The Visible Award is the first international production award devoted to artwork in the social sphere, that aims to produce and sustain socially engaged artistic practices in a global context. Every recipient is decided through a public jury in the form of a temporary parliament, developed in collaboration with prestigious art institutions. 

The Temporary Parliament: a collective learning experience 

The 2015 Visible Award Temporary Parliament at the Liverpool City Council Chamber.

As part of the project, Visible has instituted the Visible Award, the first European biennial award of 25,000 Euros that aims to support ongoing socially engaged artistic projects. In doing so Visible creates, in collaboration with leading museums and other art institutions, discursive platforms in the form of public juries, and seeks to offer a platform for innovative projects that have the potential to become visible in fields other than artistic ones.

Visible’s approach has been unique from the outset for piloting the public jury format at the 2013 Award at the Van Abbemuseum in Eindhoven. Subsequently, in 2015, the Award was organized in collaboration with Tate Liverpool at the Liverpool City Council, where the notion of a Temporary Parliament was inaugurated. The public’s engagement in the assessment and voting on the art projects transformed the Award into an occasion for collective learning and the expansion of the discourse instigated by and around the projects.

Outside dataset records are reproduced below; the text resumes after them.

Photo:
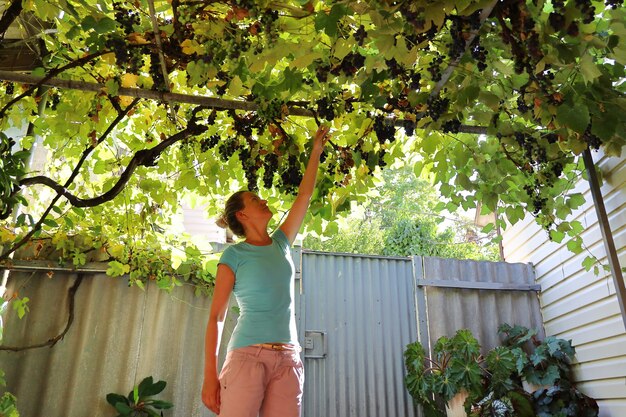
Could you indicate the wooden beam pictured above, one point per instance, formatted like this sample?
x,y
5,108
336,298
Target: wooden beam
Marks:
x,y
607,235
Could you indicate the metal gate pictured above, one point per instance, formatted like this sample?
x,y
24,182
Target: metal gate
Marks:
x,y
356,314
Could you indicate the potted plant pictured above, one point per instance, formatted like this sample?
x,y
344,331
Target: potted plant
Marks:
x,y
138,402
504,394
452,370
493,384
549,360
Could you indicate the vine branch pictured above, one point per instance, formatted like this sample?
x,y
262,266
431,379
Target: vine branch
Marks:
x,y
37,82
70,319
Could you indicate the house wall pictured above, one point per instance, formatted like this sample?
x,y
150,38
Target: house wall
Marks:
x,y
577,304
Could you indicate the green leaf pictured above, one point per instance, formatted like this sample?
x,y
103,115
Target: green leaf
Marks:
x,y
589,69
576,117
113,399
329,22
117,269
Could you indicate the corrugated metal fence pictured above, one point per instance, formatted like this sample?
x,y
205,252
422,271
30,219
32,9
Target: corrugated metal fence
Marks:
x,y
355,316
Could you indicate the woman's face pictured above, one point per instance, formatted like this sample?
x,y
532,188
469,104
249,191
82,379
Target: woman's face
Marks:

The Award as an Ongoing Research 

Karrabing Film Collective, 2015 Visible Award winners

The Visible Award is looking for artistic projects that, in a radical and proactive way, are able to rethink our cities in their approach to urban and rural communities, put into question education models while reconsidering different ways of sharing knowledge, support alternative models of economic development and new ideas for the allocation of resources, rethink the access to information or the priority of ecological and environmental needs, as well as experimenting with participatory and democratic political models while starting these open-ended projects. These are just a few examples of how artistic processes can create areas for reflection and mobilization, acting as a field for action within the public domain, in favor of a reading of participation in art that considers the social body as a potential power for bringing about responsible change and social transformation.

Ahmet Ögüt and Silent University London members receive the 2013 Visible Award at the Oxford University

The Visible Award not only takes up discussions about the development of art in a responsible relationship with the complexities of social change, but it also offers artists real opportunities to produce, and thus the possibility to experiment and work on new visions that can have a significant impact on the shared imaginary and on reality itself. The award intends to break away from the conventions governing the production of public art in the form of monumental objects, in order to focus on a new form of commitment in art, and on the relationships between the production of art, science, and culture. In order to achieve this, it is essential to create new spaces and processes, rather than producing self-contained objects, and finding potential new areas for interaction, in which spectators can be considered as proactive subjects.

The Visible Award thus wishes to bring out those artistic processes that manage to expand their practices from the ordinary spaces for art and enter directly into the public realm in its various representations.